Rishi Sunak said political correctness had neglected grooming gang victims while describing a police task team.
The government announced that specialized officers backed by the National Crime Agency will be sent to assist with investigations.
In addition, improved ethnicity data will aid in ensuring that abusers do not elude justice due to “cultural sensitivities.”
Labour stated that the proposed measures were “far too inadequate.”
More data on the composition of grooming gangs, including ethnicity, would help ensure that suspects “cannot hide behind cultural sensitivity to evade justice,” according to the government.
On a visit to Rochdale, the prime minister was questioned whether it was appropriate for the home secretary to focus on British-Asian men when discussing grooming gangs in northern England.
Cases of victims and whistleblowers were “often ignored” by social workers, local politicians, and the police in Rochdale, Rotherham, and Telford, according to Mr. Sunak, because of “cultural sensitivity and political correctness.”
Previously, Sabah Kaiser, ethnic minority ambassador to the Independent Inquiry into Child Sexual Abuse (IICSA), stated that it was “extremely, extremely dangerous” to make child sexual abuse a “race issue.”
She stated: “Child sexual abuse has no race, no religion, and no culture. Child sexual abuse does not discriminate.”
Professor Alexis Jay OBE, who chairs the IICSA and investigated child abuse in Rotherham, applauded the announcement. But urged the government to implement her twenty recommendations “to better protect children from future sexual abuse.”
The task force announcement did not specify funding or officer numbers.
Sir Keir Starmer, Labour leader, told LBC that political correctness should not “get in the way” of pursuing grooming networks. Adding that ethnic minorities are not involved in the “vast majority” of sexual abuse cases.
In a report released by the IICSA inquiry last year, it was determined that the police and councils did not comprehend the risk of organized gangs grooming children in their areas and were not collecting data that would help identify pedophiles and their ethnicity.
The report found that local authorities “don’t want to be labelled another Rochdale or Rotherham” due to grooming network cases.
Police found abuse in six sites but couldn’t prove its scope.
The IICSA has previously advocated for improved data collection across the nation, and the Home Office acknowledged in 2020 that “a lack of data… limits what can be known about the characteristics of offenders, victims, and criminal behavior.”
Through years of hearings and research, the IICSA discovered that child abuse occurred in a variety of settings. Including religious institutions, schools, the care system, and online, none of which are addressed by Monday’s announcement.
In addition, there is a substantial accumulation of court cases, which disproportionately affects victims of child abuse. Who often must wait for years while coping with the trauma their experience has caused.
Sir Peter Wanless, chief executive officer of the NSPCC, stated that the announcement “must be backed up with funding for services to help child victims recover and support for a struggling justice system.”
“Predators… come from a variety of cultural backgrounds,” he said. “It’s vital that by bringing up an issue like race, we don’t create other blind spots.”
On Monday, Downing Street also proposed making grooming gang membership an aggravating factor in punishment.
The government has already stated that those who work with minors will be required to report abuse or face prosecution.
To inaugurate the task force, Mr.

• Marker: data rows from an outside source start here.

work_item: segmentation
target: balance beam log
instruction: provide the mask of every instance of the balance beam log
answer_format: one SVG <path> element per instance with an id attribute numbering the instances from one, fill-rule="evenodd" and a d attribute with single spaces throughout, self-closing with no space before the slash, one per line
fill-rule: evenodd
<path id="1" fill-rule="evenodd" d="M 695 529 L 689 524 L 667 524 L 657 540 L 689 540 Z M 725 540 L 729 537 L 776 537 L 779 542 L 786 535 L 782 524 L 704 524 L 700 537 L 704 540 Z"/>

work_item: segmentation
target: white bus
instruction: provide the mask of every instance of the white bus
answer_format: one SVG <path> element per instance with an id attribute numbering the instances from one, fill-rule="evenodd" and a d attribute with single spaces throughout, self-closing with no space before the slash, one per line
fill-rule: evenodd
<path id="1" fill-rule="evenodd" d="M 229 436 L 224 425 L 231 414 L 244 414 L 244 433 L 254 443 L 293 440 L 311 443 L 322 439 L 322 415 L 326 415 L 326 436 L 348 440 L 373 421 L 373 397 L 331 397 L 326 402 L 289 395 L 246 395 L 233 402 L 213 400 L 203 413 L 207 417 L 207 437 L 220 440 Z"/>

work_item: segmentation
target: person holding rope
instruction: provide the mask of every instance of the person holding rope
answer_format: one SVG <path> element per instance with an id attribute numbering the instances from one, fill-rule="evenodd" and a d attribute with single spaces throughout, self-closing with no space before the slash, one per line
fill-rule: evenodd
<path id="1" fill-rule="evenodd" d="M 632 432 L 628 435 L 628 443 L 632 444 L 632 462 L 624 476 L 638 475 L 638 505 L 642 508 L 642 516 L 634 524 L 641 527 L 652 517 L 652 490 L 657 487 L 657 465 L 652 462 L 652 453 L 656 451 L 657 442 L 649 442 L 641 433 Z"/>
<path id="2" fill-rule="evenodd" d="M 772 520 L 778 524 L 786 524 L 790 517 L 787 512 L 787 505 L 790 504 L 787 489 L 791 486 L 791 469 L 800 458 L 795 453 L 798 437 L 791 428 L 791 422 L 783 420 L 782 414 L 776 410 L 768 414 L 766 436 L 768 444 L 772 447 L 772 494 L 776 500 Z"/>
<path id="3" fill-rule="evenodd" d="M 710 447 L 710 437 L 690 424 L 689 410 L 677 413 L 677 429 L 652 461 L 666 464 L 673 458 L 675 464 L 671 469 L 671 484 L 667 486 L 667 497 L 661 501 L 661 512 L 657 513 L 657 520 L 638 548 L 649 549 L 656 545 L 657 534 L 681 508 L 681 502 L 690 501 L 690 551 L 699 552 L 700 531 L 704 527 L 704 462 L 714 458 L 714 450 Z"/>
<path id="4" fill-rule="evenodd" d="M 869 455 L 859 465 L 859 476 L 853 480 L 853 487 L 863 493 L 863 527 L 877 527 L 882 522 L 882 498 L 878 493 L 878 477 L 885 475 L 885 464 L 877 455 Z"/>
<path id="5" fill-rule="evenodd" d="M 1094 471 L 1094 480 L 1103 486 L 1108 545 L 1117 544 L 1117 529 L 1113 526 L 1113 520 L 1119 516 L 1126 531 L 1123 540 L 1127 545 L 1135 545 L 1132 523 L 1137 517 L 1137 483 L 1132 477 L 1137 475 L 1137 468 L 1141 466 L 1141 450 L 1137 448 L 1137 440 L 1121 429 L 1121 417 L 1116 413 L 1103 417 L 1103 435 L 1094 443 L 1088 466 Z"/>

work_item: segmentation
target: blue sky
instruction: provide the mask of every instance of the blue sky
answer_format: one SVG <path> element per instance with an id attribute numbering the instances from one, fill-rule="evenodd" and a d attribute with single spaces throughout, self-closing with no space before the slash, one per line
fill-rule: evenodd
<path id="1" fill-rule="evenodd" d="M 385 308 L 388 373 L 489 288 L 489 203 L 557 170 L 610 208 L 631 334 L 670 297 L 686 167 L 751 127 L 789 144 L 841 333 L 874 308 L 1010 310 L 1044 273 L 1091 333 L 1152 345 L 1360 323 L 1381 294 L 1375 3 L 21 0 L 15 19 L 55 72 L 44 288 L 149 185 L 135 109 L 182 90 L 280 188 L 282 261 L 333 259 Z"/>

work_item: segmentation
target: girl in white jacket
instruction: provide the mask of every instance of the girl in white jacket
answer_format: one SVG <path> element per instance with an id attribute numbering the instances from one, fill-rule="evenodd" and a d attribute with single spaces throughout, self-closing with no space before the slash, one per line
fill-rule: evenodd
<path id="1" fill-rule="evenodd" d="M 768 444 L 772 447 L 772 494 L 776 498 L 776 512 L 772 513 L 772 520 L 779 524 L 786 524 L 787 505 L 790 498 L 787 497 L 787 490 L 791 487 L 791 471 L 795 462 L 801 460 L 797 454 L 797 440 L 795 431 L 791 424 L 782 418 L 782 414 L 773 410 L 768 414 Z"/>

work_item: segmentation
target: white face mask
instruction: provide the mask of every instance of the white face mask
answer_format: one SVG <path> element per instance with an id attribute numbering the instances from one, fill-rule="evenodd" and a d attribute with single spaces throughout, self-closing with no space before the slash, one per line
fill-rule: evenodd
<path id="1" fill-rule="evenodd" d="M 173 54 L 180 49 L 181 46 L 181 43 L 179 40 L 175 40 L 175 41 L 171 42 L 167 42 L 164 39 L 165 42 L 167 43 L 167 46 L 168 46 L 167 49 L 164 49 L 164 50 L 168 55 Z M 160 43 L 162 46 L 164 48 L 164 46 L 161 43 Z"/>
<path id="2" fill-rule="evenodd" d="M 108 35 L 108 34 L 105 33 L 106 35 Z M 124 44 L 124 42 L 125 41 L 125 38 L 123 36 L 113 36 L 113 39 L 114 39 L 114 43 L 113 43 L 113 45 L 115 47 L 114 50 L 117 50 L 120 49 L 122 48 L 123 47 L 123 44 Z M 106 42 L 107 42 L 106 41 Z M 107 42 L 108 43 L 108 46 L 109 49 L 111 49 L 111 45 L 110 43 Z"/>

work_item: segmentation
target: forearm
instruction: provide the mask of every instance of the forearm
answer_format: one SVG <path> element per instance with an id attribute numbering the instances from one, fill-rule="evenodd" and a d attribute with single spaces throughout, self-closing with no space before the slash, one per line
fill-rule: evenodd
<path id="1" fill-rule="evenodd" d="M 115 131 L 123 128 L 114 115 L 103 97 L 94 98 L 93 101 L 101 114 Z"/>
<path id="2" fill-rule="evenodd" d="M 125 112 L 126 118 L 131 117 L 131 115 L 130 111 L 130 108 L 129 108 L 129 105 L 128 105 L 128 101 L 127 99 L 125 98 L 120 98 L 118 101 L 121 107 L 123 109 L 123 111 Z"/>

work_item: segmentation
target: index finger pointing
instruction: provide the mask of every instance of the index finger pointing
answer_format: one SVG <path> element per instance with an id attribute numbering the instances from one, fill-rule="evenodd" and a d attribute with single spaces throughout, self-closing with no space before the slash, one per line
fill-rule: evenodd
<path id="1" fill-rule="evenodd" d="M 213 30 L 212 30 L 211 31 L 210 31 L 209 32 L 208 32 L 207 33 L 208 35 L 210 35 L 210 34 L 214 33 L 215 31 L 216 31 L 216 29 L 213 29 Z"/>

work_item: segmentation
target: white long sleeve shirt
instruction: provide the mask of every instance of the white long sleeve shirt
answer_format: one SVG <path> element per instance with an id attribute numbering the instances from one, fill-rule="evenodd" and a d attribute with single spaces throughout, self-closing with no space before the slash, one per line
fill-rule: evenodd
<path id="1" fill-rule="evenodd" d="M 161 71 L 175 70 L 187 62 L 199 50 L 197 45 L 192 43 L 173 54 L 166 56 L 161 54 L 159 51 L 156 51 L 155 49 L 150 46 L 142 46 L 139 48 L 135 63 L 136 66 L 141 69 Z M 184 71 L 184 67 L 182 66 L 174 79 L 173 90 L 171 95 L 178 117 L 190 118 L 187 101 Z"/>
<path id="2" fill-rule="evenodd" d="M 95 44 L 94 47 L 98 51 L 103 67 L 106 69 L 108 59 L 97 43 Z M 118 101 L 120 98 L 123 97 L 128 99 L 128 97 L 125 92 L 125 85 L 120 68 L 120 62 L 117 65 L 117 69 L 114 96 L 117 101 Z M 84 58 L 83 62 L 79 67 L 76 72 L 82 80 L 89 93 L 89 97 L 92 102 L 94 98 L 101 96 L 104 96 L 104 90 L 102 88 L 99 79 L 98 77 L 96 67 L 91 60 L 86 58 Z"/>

Sunak met with local police and victims in Leeds and Greater Manchester on Monday.
On Sunday, Home Secretary Suella Braverman told that authorities had “willfully turned a blind eye” to high-profile abuse allegations, citing “cultural sensitivity” and fears of being labeled “bigoted” as contributing factors.
She claimed that “vulnerable white girls living in troubled circumstances have been abused, drugged, raped. And exploited” by networks of rapist gangs “dominated” by British-Pakistani males.
An independent inquiry found that Pakistani men abused at least 1,400 Rotherham children between 1997 and 2013.
Due to the ethnic nature of these cases, the issue has become a cause célèbre in far-right politics.
In 2020, research commissioned by the Home Office revealed that “a number” of high-profile cases “primarily involved men of Pakistani ethnicity,” but also revealed “significant limitations to what can be said about links between ethnicity and this type of offending.”
However, “it is likely that no one community or culture is uniquely predisposed to offend.”
Dr. Ella Cockbain, associate professor at the Department of Security and Crime Science at University College London, stated that the government “ignores and contradicts” its research to “promote discredited stereotypes.
Tracy Brabin, the Labour mayor of West Yorkshire, referred to Ms. Braverman’s remarks as a “dog whistle.” While Yvette Cooper, the shadow home secretary, described the plans as “far too inadequate for the magnitude of the problem.”
Liberal Democrats home affairs spokesman Alistair Carmichael backed cracking down on abusers. But that too many criminals would escape justice unless the government handled the court backlog and restored community policing.